RnaChipIntegrator is a utility that performs integrated analyses of RNA-Seq and ChIP-Seq data, identifying the nearest ChIP peaks to each transcript, and vice versa. It can also be used with any set of genomic features e.g. canonical genes, CpG islands etc, or expression data e.g. microarrays.
Download the latest version:
See the change log for the most recent changes, and the downloads page for all available versions.
This release addresses a bug that was discovered in the previous version of the code (v0.3.3), which meant that peaks within transcripts or promoter regions on the negative strand might sometimes be incorrectly flagged as not within those regions.
This bug did not affect the reporting of the peaks and transcripts
A number of installation options are available:
You can use Python's setuptools to install the RnaChipIntegrator code. To do this, download the archive (either .tar.gz or .zip), unpack it and install as follows:
$ cd RnaChipIntegrator-0.4.0 $ sudo python setup.py install
Alternatively if you're using pip (see www.pip-installer.org/en/latest/index.html) to manage your Python installations then you can install as follows:
$ sudo pip install RnaChipIntegrator.tar.gz
If you don't want to do a system install then you can just unpack the archive and run the Python code directly using:
$ /path/to/RnaChipIntegrator.py [options] ...
(Note you will need to add the '.py' extension to the program name when running the examples below.)
See the INSTALL document for more detailed information about the how to install and uninstall the utility.
General usage syntax is:
$ RnaChipIntegrator [options] <rna-data-file> <chip-data-file>
Use -h to produce a list of options and descriptions of their functions:
$ RnaChipIntegrator -h
Specific examples using example data included in the downloads:
$ RnaChipIntegrator --window=130000 ExpressionData.txt ChIP_edges.txt $ RnaChipIntegrator --window=130000 ExpressionData.txt ChIP_peaks.txt
See the manual for more detailed information about the analyses.
The expression data (RNA-seq) file must be a tab-delimited file with 5 columns of data for each genomic feature (one per line):
ID chr start end strand
chr is the chromosome name, start and end define the limits of the feature, and strand must be either + or -. GeneID is a name which is used to identify the genomic feature in the output. Genes in between a reported gene and the ChIP site are also reported.

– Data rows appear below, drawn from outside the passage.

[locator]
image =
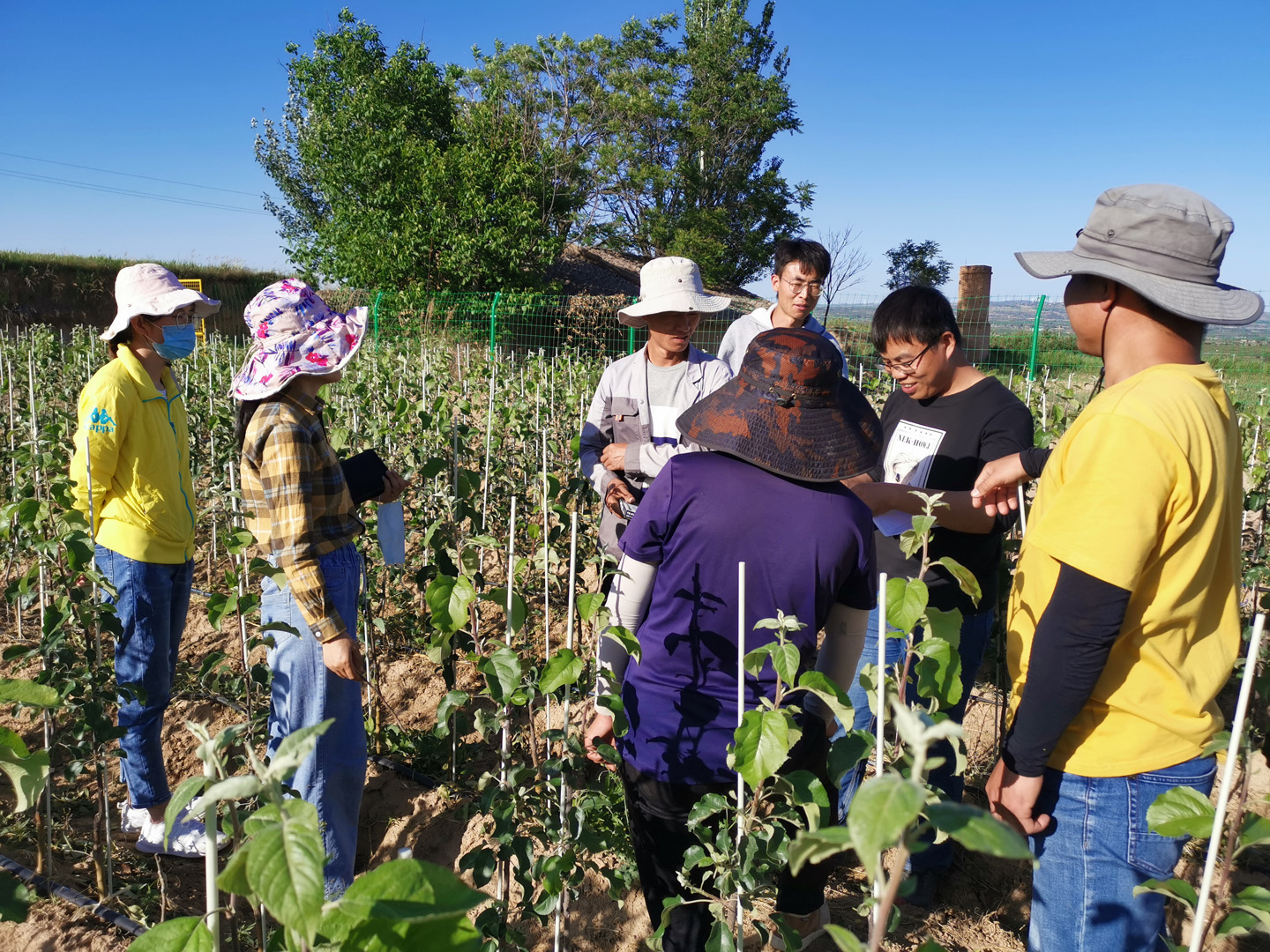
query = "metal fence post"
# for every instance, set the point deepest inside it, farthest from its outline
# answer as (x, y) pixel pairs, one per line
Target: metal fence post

Optionally there can be a 6th column, indicating whether the gene was differentially expressed (= 1) or not (= 0).
(See the example ExpressionData.txt file.)

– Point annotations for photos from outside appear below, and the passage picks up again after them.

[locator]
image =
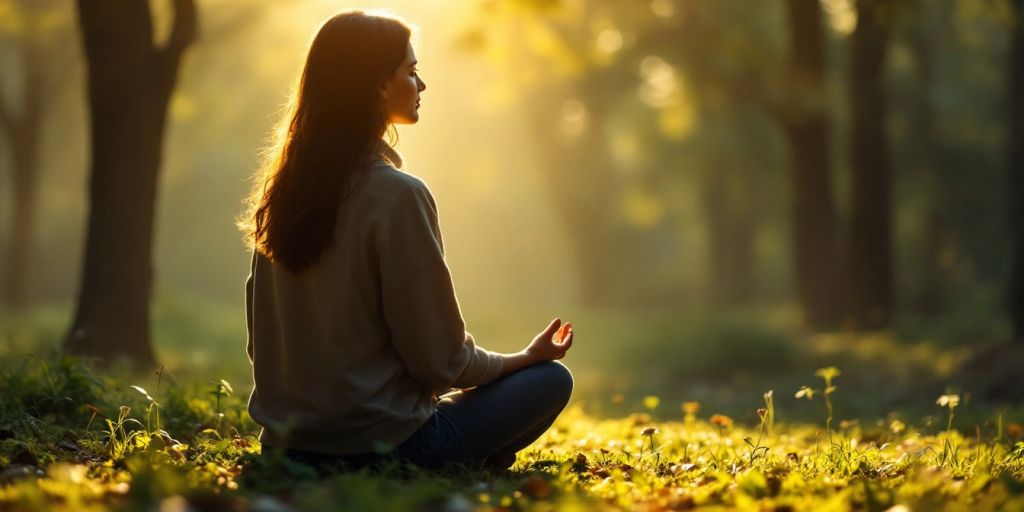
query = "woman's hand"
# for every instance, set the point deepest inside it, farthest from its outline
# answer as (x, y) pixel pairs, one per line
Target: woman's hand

The ChIP-seq data file must be a tab-delimited file with 3 columns of data for each ChIP peak (one per line):
chr start end
chr is the chromosome name (must match those in the expression data file), and start and end define the ChIP peaks - these can either be summits (in which case end - start = 1), or regions (with start and end indicating the extent).
(See the example ChIP_edges.txt and ChIP_peaks.txt files.)
Note that different analyses will be selected depending on whether the ChIP peaks are defined as summits or regions.
RnaChipIntegrator was written for Python 2.7, but has also been used with Python 2.4. It uses the xlwt, xlrd and xlutils Python libraries to write its XLS output files. If these are not available then the program will still run but won't produce an XLS file.
Artistic Licence 2.0
Ian Donaldson, Leo Zeef and Peter Briggs, University of Manchester, Faculty of Life Sciences Bioinformatics Core Facility Facility
Peter Briggs (peter.briggs [at] manchester.ac.uk)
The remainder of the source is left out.